HBOT Frequently Asked Questions

What is HBOT?

Hyperbaric oxygen (HBO) is the delivery of 100% oxygen in a pressurized environment (a chamber): the person breathes 100% hospital grade oxygen while sitting comfortably and relaxed in a chamber (usually watching a movie or reading). It’s easy, safe, drug-free, and proven for certain conditions.

HOPE Connection was founded by 2 families who were traveling out of the country for HBOT sessions (for their children), until they decided to build a safe environment locally, for all families.

Is HBOT new?

HBOT is not new. It has literally been in practice since the early 1900s and its history goes back to the 1600s. In Europe and throughout the world, hyperbarics is used at many hospitals for many conditions. In the US, hyperbarics can be found in just about every single hospital (and some ambulances, even!), but hospitals generally only offer it for wound-healing and diabetic ulcer, for the most part.

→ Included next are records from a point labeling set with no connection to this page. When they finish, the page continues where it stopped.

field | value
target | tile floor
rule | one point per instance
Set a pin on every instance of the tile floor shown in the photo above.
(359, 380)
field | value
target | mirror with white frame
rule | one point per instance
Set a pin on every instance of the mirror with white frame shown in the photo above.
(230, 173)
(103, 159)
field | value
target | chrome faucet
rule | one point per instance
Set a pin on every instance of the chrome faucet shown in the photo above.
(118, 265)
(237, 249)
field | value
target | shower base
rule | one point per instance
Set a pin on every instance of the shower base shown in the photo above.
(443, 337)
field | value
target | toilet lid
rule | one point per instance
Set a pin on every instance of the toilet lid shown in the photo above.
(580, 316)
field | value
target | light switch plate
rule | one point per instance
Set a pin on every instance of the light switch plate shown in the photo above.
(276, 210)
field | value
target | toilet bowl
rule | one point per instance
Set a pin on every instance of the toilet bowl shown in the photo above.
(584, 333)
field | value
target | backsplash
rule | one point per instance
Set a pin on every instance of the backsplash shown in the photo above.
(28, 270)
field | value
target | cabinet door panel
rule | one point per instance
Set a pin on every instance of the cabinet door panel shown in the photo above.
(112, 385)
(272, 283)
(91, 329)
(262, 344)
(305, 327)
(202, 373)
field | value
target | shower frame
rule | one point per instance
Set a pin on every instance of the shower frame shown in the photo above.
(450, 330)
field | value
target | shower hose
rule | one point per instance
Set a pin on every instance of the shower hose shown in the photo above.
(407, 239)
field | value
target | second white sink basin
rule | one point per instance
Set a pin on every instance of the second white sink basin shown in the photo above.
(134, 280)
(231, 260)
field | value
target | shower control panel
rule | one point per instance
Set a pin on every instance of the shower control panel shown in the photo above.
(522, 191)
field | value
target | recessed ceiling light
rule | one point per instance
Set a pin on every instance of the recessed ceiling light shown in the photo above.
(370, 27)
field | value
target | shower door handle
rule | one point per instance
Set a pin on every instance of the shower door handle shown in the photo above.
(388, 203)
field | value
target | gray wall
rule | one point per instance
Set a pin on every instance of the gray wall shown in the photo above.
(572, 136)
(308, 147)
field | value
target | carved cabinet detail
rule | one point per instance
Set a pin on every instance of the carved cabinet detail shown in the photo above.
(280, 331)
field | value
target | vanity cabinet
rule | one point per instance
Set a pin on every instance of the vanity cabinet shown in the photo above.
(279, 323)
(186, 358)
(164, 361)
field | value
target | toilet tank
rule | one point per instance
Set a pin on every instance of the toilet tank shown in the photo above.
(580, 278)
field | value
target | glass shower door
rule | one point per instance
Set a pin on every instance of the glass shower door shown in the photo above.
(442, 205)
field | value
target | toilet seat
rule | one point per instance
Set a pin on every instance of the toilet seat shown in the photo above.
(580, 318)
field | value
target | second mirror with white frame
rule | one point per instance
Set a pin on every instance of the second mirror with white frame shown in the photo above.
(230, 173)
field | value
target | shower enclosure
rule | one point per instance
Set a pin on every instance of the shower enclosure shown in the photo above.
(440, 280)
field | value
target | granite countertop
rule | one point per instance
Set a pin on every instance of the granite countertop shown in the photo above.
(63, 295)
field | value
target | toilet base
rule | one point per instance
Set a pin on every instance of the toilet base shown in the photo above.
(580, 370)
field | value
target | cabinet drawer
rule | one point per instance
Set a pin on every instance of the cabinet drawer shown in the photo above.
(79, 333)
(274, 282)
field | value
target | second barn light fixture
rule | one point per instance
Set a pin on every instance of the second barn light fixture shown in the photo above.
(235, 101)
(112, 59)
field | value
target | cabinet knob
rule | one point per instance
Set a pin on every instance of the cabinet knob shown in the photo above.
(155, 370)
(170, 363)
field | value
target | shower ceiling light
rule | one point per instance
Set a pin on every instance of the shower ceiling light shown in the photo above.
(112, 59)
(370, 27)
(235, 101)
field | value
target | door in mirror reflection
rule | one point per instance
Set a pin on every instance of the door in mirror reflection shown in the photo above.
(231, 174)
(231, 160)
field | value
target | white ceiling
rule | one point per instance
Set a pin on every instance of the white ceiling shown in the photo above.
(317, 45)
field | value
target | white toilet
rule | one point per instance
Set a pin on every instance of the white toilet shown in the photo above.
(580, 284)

You may have heard of it in the context of a professional sports athlete using it, or you may have come across it through a parent or a caregiver. However you learned about HBOT (hyperbaric oxygen), it’s just good that you found us! There are just 2 multi-place chambers (a multi-place chamber is one that can fit multiple persons) in Massachusetts and only a couple throughout the New England area.

Why haven’t I heard of it before?

HBOT is not well known by the medical community, because it is not taught in all medical schools in the US, and no one large group is lobbying the medical community to look at HBOT and all its benefits and successes. No one company owns oxygen, which means it is up to parents and caregivers to bring it to the medical community. There is a small and rapidly growing, hyperbaric medical community of MDs, DOs, and nurses.

What is HBO used for?
Hyperbaric Oxygen (HBO) is used for a wide range of conditions, with new applications being researched on a continual basis. There are currently thirteen conditions treatable with hyperbaric that are approved by the FDA in the US. Others are less well-known and, due to a variety of industry reasons, HBO is slowly being adopted by the medical community for what are considered off-label conditions.
Why is it helpful?

Mounting evidence tells us that only through a pressurized environment will oxygen-starved tissues (as seen in instances of poor circulation) begin receiving the oxygen they need (tissue growth actually occurs).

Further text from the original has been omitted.